Het beleid is goed, de bedoelingen zijn absoluut integer, maar de
effectiviteit laat te wensen over. Dat moet de conclusie zijn. Het is
nog steeds zo dat in horecagelegenheden mensen vanwege hun kleur
worden geweerd; mensen worden gediscrimineerd bij de toewijzing van
woningen of ze worden gepest op de werkvloer. Het is triest om te
constateren dat hoog opgeleide jongeren met grote
toekomstverwachtingen vanwege hun afkomst moeilijk aan adequaat werk
kunnen komen. Ik denk dat we ons te weinig realiseren wat mensen in de
dagelijkse omgeving moeten doorstaan. Het zou de moeite waard zijn
eens een ander onderzoek onder mensen in de WAO te doen om erachter te
komen hoe vaak het voorkomt dat iemand het om deze reden psychisch
niet meer aankan.
Laten we vooral niet denken dat het wat betreft discriminatie allemaal
wel meevalt.
Discussies
Sinds 11 september is er nog een dimensie bijgekomen. Het leven is er
voor moslims niet gemakkelijker op geworden. Fanatieke gewelddadige
fundamentalisten bepalen het beeld. Daardoor worden moslims nogal eens
teruggeworpen op de eigen groep en ook als een eenvormige groep
beschouwd, ook al kunnen we dagelijks lezen hoe veel verschil er
binnen de moslimgemeenschap is. Moslims krijgen iets bedreigends en
anderen wordt angst aangepraat. Sinds de verschijning van Pim Fortuyn,
die vond dat alles gezegd mocht worden, is de rem er ook bij ons af.
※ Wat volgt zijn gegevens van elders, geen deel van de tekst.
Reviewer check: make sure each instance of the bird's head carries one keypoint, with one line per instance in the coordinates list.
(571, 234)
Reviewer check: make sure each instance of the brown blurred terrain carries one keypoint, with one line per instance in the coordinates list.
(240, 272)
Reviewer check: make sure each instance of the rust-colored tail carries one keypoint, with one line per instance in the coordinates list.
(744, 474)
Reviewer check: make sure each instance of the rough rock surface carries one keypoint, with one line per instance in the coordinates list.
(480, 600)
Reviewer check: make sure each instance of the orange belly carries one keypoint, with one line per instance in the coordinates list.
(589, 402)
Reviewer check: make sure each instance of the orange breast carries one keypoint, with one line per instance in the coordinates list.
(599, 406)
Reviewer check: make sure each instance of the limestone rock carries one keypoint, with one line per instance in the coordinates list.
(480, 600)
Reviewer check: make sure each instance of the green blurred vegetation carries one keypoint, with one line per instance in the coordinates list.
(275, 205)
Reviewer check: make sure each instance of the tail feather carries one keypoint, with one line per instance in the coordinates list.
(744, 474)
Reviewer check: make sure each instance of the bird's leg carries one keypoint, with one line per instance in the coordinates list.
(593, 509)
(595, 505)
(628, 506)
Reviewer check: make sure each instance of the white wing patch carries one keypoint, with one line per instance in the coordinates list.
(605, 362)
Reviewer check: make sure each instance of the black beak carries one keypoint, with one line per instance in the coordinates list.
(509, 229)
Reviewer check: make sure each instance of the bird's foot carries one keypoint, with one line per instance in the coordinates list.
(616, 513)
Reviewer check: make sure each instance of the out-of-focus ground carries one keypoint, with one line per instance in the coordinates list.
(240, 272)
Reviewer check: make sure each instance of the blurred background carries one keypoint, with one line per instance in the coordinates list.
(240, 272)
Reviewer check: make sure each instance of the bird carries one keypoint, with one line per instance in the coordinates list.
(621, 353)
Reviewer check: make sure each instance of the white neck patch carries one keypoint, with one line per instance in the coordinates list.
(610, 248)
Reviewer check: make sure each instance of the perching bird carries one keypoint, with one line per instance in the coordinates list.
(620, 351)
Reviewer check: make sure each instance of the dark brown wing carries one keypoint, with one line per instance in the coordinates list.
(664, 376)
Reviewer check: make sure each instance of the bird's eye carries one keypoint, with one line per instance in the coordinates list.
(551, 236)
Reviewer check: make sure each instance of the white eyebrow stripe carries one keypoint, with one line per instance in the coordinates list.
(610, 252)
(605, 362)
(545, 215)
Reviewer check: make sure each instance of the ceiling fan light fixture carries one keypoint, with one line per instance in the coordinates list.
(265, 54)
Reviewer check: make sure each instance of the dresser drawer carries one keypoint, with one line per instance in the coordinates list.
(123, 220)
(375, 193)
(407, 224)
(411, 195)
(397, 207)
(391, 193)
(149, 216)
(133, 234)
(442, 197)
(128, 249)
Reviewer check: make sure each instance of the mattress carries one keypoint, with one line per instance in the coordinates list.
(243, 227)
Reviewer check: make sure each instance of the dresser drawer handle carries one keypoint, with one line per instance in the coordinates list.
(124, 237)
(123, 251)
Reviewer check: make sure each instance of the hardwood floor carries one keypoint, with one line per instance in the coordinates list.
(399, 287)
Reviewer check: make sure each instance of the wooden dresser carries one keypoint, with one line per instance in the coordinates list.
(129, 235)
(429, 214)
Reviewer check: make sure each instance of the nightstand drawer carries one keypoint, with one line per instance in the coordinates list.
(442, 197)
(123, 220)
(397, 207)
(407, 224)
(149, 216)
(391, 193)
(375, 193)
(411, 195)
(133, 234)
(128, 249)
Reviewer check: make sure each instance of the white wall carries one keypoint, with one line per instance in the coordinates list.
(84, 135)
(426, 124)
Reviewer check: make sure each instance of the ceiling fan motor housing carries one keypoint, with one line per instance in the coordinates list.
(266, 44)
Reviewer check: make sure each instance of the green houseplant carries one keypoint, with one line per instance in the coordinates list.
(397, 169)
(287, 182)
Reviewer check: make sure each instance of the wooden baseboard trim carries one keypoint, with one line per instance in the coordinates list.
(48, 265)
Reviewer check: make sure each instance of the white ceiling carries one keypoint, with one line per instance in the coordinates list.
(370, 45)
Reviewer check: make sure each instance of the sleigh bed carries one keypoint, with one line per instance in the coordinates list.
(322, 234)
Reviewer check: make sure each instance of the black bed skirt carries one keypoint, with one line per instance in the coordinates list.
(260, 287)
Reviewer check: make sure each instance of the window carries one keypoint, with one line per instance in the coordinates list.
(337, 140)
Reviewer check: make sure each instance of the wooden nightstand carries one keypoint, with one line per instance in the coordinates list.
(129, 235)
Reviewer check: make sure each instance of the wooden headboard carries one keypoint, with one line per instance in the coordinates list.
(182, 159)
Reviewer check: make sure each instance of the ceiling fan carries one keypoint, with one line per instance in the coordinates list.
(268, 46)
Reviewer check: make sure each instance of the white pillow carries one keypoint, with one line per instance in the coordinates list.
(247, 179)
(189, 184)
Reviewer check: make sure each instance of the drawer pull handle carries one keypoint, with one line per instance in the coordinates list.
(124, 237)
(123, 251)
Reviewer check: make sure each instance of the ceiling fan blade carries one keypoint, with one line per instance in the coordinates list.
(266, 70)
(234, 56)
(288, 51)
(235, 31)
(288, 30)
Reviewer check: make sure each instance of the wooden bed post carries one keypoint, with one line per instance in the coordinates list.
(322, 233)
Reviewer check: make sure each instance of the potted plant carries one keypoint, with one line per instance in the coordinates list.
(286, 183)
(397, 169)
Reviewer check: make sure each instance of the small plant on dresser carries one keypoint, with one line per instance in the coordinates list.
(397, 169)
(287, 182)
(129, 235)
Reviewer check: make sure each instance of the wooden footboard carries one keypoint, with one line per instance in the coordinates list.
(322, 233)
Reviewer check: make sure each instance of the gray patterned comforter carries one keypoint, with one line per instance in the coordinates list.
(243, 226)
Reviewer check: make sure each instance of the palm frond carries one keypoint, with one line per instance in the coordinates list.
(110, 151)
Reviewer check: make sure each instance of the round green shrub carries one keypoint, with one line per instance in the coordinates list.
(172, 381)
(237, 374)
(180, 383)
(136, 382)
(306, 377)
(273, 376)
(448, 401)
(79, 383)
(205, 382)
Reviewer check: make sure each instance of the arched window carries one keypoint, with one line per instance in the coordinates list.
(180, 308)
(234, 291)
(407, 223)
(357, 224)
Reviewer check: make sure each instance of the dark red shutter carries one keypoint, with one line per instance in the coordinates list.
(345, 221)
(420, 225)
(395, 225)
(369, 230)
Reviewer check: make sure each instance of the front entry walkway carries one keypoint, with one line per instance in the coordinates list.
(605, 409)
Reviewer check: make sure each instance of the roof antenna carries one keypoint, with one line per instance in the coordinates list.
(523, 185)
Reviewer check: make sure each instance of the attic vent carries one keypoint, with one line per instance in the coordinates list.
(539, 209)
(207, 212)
Nu ineens worden dingen gezegd waarvoor velen zich vroeger zouden
schamen. De nieuwe openheid heeft echter ook goede kanten. Soms
overdreven we de pogingen ons niet discriminerend uit te laten en
daardoor waren sommige groepen wel heel snel "beledigd wegens hun ras,
godsdienst, levensovertuiging of seksuele gerichtheid" zoals de
wettelijke omschrijving luidt. Dergelijke reacties zijn niet goed
omdat het te zeer onderdrukken van meningen in dit opzicht juist een
negatieve uitwerking kan hebben.
Natuurlijk zijn er wel grenzen en als het te gek wordt is het ook goed
als er een proces wordt aangespannen. De grenzen zijn echter niet
absoluut. In de jaren zestig werd Gerard Reve strafrechtelijk vervolgd
wegens godslastering omdat hij God met een ezel vergeleek. Hij werd
veroordeeld, niet omdat zijn uitlatingen kwetsend waren voor
christenen maar omdat hij het Opperwezen neerhaalde. Waarschijnlijk
zou de rechterlijke uitspraak nu anders luiden. We zijn met het
Christendom en ten opzichte van christenen veel minder voorzichtig dan
tegenover homos en Joden. Zeker wanneer de uitlatingen worden gedaan
door christenen zelf. Na Reve zijn er veel hardere en kwetsender
uitspraken gedaan over God, het Christendom en christenen. Onder
anderen door degenen die zich van het Christendom hadden afgekeerd.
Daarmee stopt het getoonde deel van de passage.